Bookworm supports DTBook-formatted ePubs by automatically converting their content to XHTML. This is done using XSLT derived from the DAISY pipeline.

You can always get back to the original DTBook content by downloading the ePub from any book page.

Fonts

Bookworm will support any font declarations made using CSS 1 or CSS 2. In theory it could support embedded fonts as defined by CSS 3 if the browser does, but this has not been tested (samples welcome!).

How Bookworm treats invalid ePub

One of the design goals of Bookworm is that it should render ePub documents which do not completely follow the specification. However, there are many cases in which it will not be able to correctly parse all the parts of the file and will reject it.

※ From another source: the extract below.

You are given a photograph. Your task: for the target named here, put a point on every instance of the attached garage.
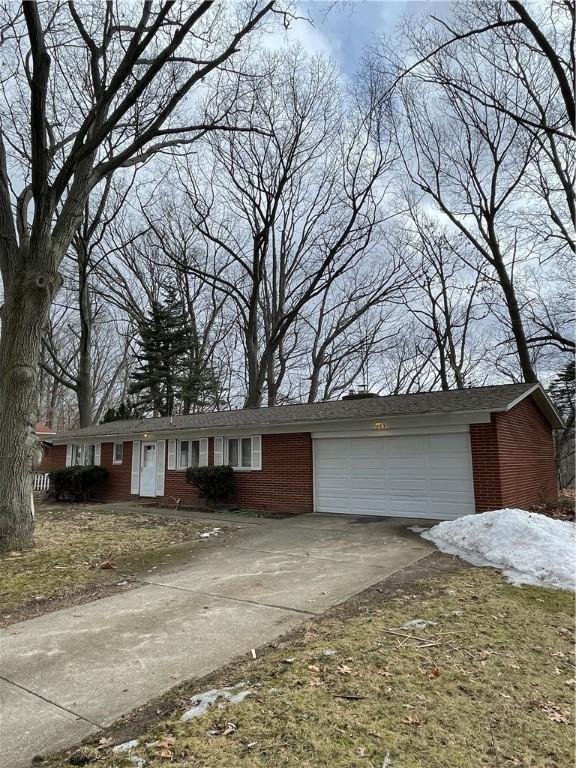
(427, 476)
(435, 455)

Any ePub book which is found to be seriously malformed will be automatically handed off to the threepress.org epubcheck service. The results from epubcheck are reported to the user who is uploading the book. It is hoped that the messages from Bookworm and epubcheck will clearly identify the problem with the ePub file.

Limitations

Obviously, Bookworm is limited by the features available in the user's browser. It is recommended to be used with recent versions of Firefox, Safari or Chrome, however Internet Explorer 6 and 7 are also supported.

Some extremely long-form ebooks, such as single 'page' comics or unbroken novel-length texts, are not appropriate for web-based reading. Document authors are advised to break up long texts into individual XHTML files if at all appropriate. This is especially important when creating ePub documents for mobile devices, which often have problems with large file sizes. (The Sony Reader cannot read XHTML files larger than 300Kb in size, for example.)

Other open-source ePub

There are other open-source readers available that support the ePub format. The most actively developed is FBReader, which is compatible with Windows desktop, Linux (and devices which run it, such as Zaurus and Nokia tablets) and, unofficially, iLiad. A complete list of open-source ePub tools can be found in the O'Reilly Labs ePub Resources and Guides article.